October 17 - 24
SYMPOSIUM
Change, Continuity, and Conflict
in Twentieth Century Asian Art
October 22-23, 2009
University of Kentucky
Thursday, October 22 - 7:00pm
Keynote Lecture
Singletary Center for the Performing Arts Recital Hall
7:00pm - "Chinese Art in the Twentieth Century: Encounters and Recollections"
Professor Michael Sullivan, Fellow Emeritus, St. Catherine's College, Oxford University
Friday, October 23 - 9:00am to 5:00pm
Symposium
William T. Young Library Auditorium
9:00am - Welcome
Benjamin Withers, Chair, University of Kentucky Department of Art
9:10am - Greeting and introduction of first speaker
Andrew L. Maske, Assistant Professor of Art History, Department of Art, University of Kentucky
9:15am - "Ruin as Cultural Heritage: Architectural Survivors in Hiroshima and Nagasaki"
Akiko Takenaka, Assistant Professor, Department of History, University of Kentucky
9:50am -
"The Workshop-to-Factory Transition in Porcelain Production at Jingdezhen, 1949-1961"
Lili Fang, Professor, China Art Institute, Beijing, and Visiting Scholar, University of Kentucky
10:30am - 15 minute break
10:45am - "The Ideology of Cultural Things: Wenwu in Shanghai During the Cultural Revolution"
Denise Ho, Assistant Professor, Department of History, University of Kentucky
11:25am - "Translated Architecture and the Notion of Architectural Translatebility in Modern China."
Delin Lai, Assistant Professor, Department of Fine Arts, University of Louisville
12:00pm - Lunch
1:00pm - "Tsuguharu (Leonard) Foujita's Work in Paris"
Douglas Slaymaker, Associate Professor, Department of Modern and Classical Languages, Literatures and Cultures, University of Kentucky
1:35pm - "French Influence on Chinese painters during the 1930s and 1940s"
Huajing Maske, Adjunct Professor, Department of Modern and Classical Languages, Literatures, and Cultures, University of Kentucky
2:10pm - 15 minute break
2:25pm - "Between Light and Darkness: Ethnic Nationalism of Early Showa Oil Painting"
Miki Hirayama, Associate Professor, School of Art, University of Cincinnati
3:00pm - Discussant's comments
Julia Andrews, Professor of the History of Art, Ohio State University
Kuiyi Shen, Professor of Asian Art History, University of California San Diego
Thematic Overview
The twentieth century saw tremendous change come to the countries of East Asia. At the beginning of the century, China was ruled by emperors of the 250 year-old Qing dynasty, and Japan, the most progressive Asian country at the time, was only a few decades removed from a state of international seclusion under a regime of hereditary military rulers. By the end of the end of the century, Japan had the world's second-largest GDP and China, producer of the world's largest industrial output, was ranked as a new world superpower. In between, both of these countries was decimated by war and political confrontation.

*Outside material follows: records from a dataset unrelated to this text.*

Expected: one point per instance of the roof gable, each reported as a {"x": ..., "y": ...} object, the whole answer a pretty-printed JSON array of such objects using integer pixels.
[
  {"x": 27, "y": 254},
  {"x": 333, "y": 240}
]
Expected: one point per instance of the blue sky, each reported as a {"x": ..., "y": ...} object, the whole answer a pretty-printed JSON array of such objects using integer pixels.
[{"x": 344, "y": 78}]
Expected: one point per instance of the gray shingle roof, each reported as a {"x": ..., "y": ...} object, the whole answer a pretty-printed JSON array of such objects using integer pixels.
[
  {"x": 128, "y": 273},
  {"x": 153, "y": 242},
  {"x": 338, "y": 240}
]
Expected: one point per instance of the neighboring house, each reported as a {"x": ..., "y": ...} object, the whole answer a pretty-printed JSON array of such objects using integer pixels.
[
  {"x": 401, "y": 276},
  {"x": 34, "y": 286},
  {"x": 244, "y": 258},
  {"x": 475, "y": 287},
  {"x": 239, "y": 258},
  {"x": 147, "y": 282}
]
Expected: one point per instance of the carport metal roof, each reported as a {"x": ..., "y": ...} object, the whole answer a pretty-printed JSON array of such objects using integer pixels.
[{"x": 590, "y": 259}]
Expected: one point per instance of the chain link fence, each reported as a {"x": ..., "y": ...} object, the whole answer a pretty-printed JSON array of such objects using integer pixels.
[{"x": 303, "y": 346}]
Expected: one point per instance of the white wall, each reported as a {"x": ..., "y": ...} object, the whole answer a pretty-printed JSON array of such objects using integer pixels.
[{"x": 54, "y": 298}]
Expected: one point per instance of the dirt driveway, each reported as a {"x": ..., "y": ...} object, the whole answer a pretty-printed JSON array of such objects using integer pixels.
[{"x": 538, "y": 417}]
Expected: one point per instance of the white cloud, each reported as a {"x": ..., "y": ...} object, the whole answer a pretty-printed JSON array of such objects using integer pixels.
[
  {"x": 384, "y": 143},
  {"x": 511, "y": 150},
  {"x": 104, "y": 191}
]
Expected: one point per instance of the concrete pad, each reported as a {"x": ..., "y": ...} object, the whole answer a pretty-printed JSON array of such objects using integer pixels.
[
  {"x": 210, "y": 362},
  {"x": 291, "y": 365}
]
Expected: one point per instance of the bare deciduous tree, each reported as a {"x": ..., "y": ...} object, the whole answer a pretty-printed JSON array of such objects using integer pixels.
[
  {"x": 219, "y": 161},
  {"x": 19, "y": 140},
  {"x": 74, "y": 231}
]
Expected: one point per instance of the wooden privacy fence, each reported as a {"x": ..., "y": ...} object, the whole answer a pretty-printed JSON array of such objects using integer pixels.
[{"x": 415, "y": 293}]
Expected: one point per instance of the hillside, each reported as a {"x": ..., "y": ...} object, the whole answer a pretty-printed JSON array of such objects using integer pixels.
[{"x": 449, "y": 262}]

The artistic traditions of each of these countries were heavily influenced by the political, social, and economic factors that had led to such dramatic transformations. This symposium brings together both rising and established scholars focusing on diverse aspects of twentieth century art in the countries of China and Japan. Led by the keynote speaker, Professor Michael Sullivan, a noted scholar of twentieth century Chinese art, the participants will explore how the arts of East Asia developed amidst the momentous changes that took place during the tumultuous twentieth century.
The symposium "Change, Continuity and Conflict in Twentieth Century Asian Art" will be the principal academic component of the ArtsAsia Festival, the University of Kentucky's first major celebration of the fine arts in Asia. It is anticipated that the symposium will attract wide attention from scholars and students in Asian studies across the region and beyond.
Organizer and Moderator
Andrew L. Maske, Assistant Professor of Art History, Department of Art, University of Kentucky
Keynote Lecturer
Michael Sullivan, Fellow Emeritus of St. Catherine's College, Oxford University, author of The Arts of China, Art and Artists of Twentieth Century China, Modern Chinese Artists: A Biographical Dictionary, The Meeting of Eastern and Western Art, and many others.